Global Warming Impact on Hurricanes might be Less than Earlier Thought
Natural climate variations, which tend to involve localized changes in sea surface temperature, may have a larger effect on hurricane activity than the more uniform patterns of global warming, a new study suggests.
Warmer oceans due to global warming are generally assumed to provide a more favorable environment for hurricane development and intensification, but according to the study from the journal Nature, other factors such as atmospheric temperature and moisture come into play, which in my opinion is fairly obvious to a meteorologist. Anyway, Dr. Gabriel Vecchi from NOAA's Geophysical Fluid Dynamics Laboratory (GFDL) and Brian J. Soden from the University of Miami Rosenstiel School of Marine & Atmospheric Science went further and explored the relationship between changes in sea surface temperature and tropical cyclone "potential intensity", which is a measure that provides an upper limit on cyclone (hurricane) intensity.
Excerpts taken from the Science Daily article.........
They found that warmer oceans do not alone produce a more favorable environment for storms because the effect of remote warming can counter, and sometimes overwhelm, the effect of local surface warming. "Warming near the storm acts to increase the potential intensity of hurricanes, whereas warming away from the storms acts to decrease their potential intensity," Vecchi said.

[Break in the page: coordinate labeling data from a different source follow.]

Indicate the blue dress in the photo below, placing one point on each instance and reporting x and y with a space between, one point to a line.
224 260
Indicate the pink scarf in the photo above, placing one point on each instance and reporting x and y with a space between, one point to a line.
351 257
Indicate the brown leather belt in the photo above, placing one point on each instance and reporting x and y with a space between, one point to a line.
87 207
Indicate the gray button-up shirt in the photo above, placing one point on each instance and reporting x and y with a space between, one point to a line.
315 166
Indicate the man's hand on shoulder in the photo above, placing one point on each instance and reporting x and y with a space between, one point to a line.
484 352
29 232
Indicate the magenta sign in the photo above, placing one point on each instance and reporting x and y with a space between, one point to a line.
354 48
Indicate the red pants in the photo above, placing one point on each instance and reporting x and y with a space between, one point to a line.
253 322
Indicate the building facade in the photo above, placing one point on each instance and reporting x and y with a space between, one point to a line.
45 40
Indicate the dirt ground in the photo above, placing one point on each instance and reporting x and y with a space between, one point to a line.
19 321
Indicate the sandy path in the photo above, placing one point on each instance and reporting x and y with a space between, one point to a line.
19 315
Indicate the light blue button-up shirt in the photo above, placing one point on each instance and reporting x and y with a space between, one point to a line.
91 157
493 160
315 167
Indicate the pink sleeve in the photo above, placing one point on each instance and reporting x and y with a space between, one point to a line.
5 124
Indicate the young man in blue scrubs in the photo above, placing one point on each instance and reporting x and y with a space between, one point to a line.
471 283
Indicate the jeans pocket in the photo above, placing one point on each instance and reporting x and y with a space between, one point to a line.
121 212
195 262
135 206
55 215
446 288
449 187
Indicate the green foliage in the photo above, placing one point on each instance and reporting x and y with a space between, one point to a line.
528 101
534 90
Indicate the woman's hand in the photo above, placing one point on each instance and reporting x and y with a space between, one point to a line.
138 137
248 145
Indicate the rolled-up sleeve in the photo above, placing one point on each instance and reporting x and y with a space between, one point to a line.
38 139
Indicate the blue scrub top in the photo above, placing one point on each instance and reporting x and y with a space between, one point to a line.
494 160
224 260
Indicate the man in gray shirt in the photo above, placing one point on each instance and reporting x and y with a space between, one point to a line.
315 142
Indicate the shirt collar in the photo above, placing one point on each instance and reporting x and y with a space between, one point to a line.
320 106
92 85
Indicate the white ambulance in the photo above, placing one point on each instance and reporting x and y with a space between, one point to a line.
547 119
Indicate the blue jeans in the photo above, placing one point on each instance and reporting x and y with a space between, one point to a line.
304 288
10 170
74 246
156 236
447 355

Their study found that long-term changes in potential intensity are more closely related to the regional pattern of warming than to local ocean temperature change. Regions that warm more than the tropical average are characterized by increased potential intensity, and vice versa. "A surprising result is that the current potential intensity for Atlantic hurricanes is about average, despite the record high temperatures of the Atlantic Ocean over the past decade." Soden said. "This is due to the compensating warmth in other ocean basins." "If the Atlantic warms more slowly than the rest of the tropical oceans, we would expect a decrease in the upper limit on hurricane intensity," Vecchi added.